Calling all mathematicians

Gaussian smoothing just isn’t working for the profile graph. Anybody got any suggestions?

Published by

Richard Hughes

Richard has over 10 years of experience developing open source software. He is the maintainer of GNOME Software, PackageKit, GNOME Packagekit, GNOME Power Manager, GNOME Color Manager, colord, and UPower and also contributes to many other projects and opensource standards. Richard has three main areas of interest on the free desktop, color management, package management, and power management. Richard graduated a few years ago from the University of Surrey with a Masters in Electronics Engineering. He now works for Red Hat in the desktop group, and also manages a company selling open source calibration equipment. Richard's outside interests include taking photos and eating good food. View all posts by Richard Hughes

38 thoughts on “Calling all mathematicians”

n'qullo says:

January 21, 2009 at 2:43 pm

you can do a floating average: current value is the average of the last x values.
Or, better, you can do that with a weighting to the current value: ( the last x values + y * current value ) / (x+y)
That will give you a smoth line after some testing for coefficients.
hen says:

January 21, 2009 at 2:45 pm

How do you handle the end points? This looks like it might be the dominant effect here.

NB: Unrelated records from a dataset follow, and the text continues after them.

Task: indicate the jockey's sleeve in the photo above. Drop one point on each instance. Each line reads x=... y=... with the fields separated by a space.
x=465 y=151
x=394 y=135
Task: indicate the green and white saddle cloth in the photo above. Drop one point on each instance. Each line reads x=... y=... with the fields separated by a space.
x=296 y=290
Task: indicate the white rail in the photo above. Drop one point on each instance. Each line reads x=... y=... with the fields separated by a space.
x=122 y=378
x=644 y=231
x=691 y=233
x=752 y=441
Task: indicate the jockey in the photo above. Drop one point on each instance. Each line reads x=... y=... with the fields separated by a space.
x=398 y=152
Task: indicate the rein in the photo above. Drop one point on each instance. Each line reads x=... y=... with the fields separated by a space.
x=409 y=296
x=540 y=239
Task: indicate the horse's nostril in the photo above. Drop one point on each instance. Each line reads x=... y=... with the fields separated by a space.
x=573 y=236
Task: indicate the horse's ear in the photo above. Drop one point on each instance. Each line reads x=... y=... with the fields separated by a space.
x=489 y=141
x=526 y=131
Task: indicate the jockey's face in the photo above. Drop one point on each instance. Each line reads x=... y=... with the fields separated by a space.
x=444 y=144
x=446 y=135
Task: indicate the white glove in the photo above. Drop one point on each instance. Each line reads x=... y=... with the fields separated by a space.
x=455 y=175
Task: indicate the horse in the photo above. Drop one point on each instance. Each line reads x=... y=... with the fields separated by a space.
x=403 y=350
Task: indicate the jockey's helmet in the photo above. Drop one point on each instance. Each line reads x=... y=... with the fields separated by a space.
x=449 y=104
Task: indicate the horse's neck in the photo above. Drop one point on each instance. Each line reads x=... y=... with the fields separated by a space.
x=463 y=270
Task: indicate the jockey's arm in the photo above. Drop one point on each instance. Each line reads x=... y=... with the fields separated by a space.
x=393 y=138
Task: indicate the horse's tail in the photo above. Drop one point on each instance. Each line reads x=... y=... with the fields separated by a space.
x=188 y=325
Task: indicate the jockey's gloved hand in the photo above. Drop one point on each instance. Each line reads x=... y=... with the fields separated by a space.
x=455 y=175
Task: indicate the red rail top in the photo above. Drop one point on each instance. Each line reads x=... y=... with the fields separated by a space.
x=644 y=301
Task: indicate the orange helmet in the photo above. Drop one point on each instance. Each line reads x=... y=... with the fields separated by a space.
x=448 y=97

Presumably you’re trying to take the dots and produce a smooth curve? If you just want to remove the high frequency fluctuations, then a window that is actually well spectrally constrained should be used. The Hamming window gives nice low sidelobes.
Gilles Dartiguelongue says:

January 21, 2009 at 3:08 pm

Might want to read a bit of http://en.wikipedia.org/wiki/Polynomial_interpolation#Convergence_properties

iirc Chebyshev nodes method will limit high oscillations at each end of the plot so this is probably what you want. it’s been a while seen I’ve had the interpolation course so somebody might give a sharper answer.
Antoine Cailliau says:

January 21, 2009 at 3:14 pm

Indeed, a polynomial interpolation with Chebishev nodes to avoid runge’s effect seems to be a qood comprise. You will just have to chose the degree of your polynom but that do not seems to be so hard.
bratarsch says:

January 21, 2009 at 3:23 pm

Cubic spline interpolation. I.e. interpolate with different polynomials between each pair of subsequent points and make sure the function and its first degree are continuous.
hughsie says:

January 21, 2009 at 3:30 pm

You all make me feel very stupid… :-)

Basically, I’ve got an array of regularly spaced y co-ordinates that I’m currently convolving with a Gaussian array. Are there any non-mathematician (engineer) examples out there? The hamming window idea seems closest to my needs.
Gilles Dartiguelongue says:

January 21, 2009 at 4:01 pm

if you take a look at the wikipedia page, there is a sample code in C (maybe just for polynomial interpolation in the lagrange form though). It’s not that hard to make it match to real code, the concept and effects of the method you choose wrt. to the visual rendering is what’s hard to get :)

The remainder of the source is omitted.